No entanto, a convenção precisa ainda passar por um procedimento de consulta, análise do processo de consulta, para posteriormente enviar o projeto de lei ao Parlamento que poderá emendá-lo. Resumindo: a idade legal para a prostituição na Suíça não irá aumentar para 18 anos no futuro breve.

Sexo por marcas
O que se tornou conhecido como "sexo por marcas" é o fenômeno de cada vez mais adolescentes na Suíça escolherem a prostituição ocasional como forma de melhorar a "mesada" para compra de roupas de grife e outros bens de consumo.

Garotas fazem "propaganda" dos seus serviços através de páginas na Internet ou frequentando discotecas luxuosas. Um clube noturno de Zurique chegou a organizar uma festa temática – incluindo muitas convidadas de 16 anos.

A demanda online por jovens prostitutas é grande e os anúncios enfatizam o fato de que essas meninas entre 16 e 17 anos estarem disponíveis. Porém Ruth-Gaby Vermot alerta que as meninas trabalhando sozinhas de forma privada estão à mercê da boa vontade dos clientes.

Frischkopf ainda acrescenta: a prostituição de adolescentes pode resultar em uma situação em que a menina envolvida seja afastada de uma vida normal, afinal ela é feita em segredo e não pode ser compartilhada com a família ou amigos.

"A situação piora ainda mais pelo fato de que o dinheiro fácil obtido com essas atividades prejudicam outros desafios na vida como estudar ou ter um trabalho menos atrativo", diz.

"A prostituição não é apenas um 'pecado da juventude' que pode ser esquecido facilmente. O ato de vender o corpo marca uma pessoa por toda a sua vida."

Um relatório da Polícia Federal da Suíça de 2007 estima que a indústria do sexo gera 3,2 bilhões de francos (US$ 2,6 bilhões) de negócios na Suíça. O número de prostitutas trabalhando no país aumentou em 20% entre 2003 e 2005, com 14 mil "trabalhadoras do sexo" registradas oficialmente em 2005. O relatório também estima que entre 1.500 e 3 mil pessoas foram vítimas do tráfico humano no país em 2005.

Sexo Legal
O exercício da prostituição é legal na Suíça, mas as prostitutas devem se registrar junto às autoridades e serviços públicos de saúde. Elas também são obrigadas a fazer exames regulares. Relações sexuais com pessoas de idade abaixo dos 16 anos são puníveis por lei com até cinco anos de prisão.


A idade legal para prostituição é de 21 anos na Alemanha.

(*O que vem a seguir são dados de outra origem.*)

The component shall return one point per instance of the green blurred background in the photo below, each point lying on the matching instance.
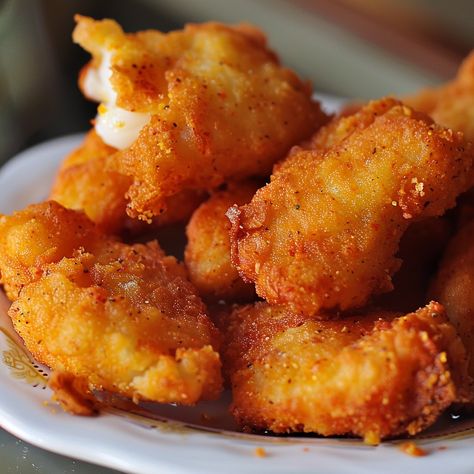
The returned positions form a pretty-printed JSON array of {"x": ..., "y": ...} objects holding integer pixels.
[{"x": 349, "y": 48}]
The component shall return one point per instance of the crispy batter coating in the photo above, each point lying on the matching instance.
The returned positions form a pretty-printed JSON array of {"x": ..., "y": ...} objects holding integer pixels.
[
  {"x": 451, "y": 105},
  {"x": 370, "y": 375},
  {"x": 324, "y": 233},
  {"x": 122, "y": 317},
  {"x": 85, "y": 183},
  {"x": 207, "y": 254},
  {"x": 454, "y": 287},
  {"x": 221, "y": 106},
  {"x": 421, "y": 249}
]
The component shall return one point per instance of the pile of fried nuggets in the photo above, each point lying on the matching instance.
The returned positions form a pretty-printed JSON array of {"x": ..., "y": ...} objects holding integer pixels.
[{"x": 303, "y": 292}]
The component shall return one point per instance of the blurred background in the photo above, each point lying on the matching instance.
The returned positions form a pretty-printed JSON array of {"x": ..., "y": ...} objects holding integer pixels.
[{"x": 350, "y": 48}]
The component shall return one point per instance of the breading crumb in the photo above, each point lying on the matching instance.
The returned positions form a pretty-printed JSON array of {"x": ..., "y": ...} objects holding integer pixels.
[{"x": 260, "y": 452}]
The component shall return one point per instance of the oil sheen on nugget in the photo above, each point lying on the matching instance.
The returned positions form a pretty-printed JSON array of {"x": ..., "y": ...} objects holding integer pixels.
[
  {"x": 374, "y": 375},
  {"x": 323, "y": 234},
  {"x": 191, "y": 108},
  {"x": 121, "y": 317}
]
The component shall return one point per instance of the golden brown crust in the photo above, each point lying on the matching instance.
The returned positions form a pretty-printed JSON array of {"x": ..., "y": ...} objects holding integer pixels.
[
  {"x": 39, "y": 235},
  {"x": 454, "y": 287},
  {"x": 221, "y": 106},
  {"x": 374, "y": 375},
  {"x": 324, "y": 233},
  {"x": 421, "y": 249},
  {"x": 121, "y": 317},
  {"x": 72, "y": 393},
  {"x": 207, "y": 253},
  {"x": 451, "y": 105},
  {"x": 85, "y": 183}
]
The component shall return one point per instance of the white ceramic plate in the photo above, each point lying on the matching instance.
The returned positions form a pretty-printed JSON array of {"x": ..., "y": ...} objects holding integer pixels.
[{"x": 167, "y": 439}]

Na França e na Itália é de 18.
O proxenetismo na Suíça é ilegal e pouco comum: a maioria das prostitutas trabalha de forma independente em pequenos quartos, onde o contato é feito por telefones celulares. Elas estão proibidas também de exibir o corpo em espaços públicos,embora exista prosituição de rua.

O tráfico humano pode levar a penas de prisão de até 20 anos. Também coerção ao meretrício é punível com até 10 anos de prisão. As leis também estão sendo modificadas para tornar a exploração de trabalho escravo e a remoção de órgãos humanos passíveis de prisão.

O visto "L" foi criado em 1975 e permite a mulheres originárias de países com os quais a Suíça não tem acordos de livre circulação de mão-de-obra, como é o caso da União Européia, a trabalhar como dançarinas em cabarés por até oito meses.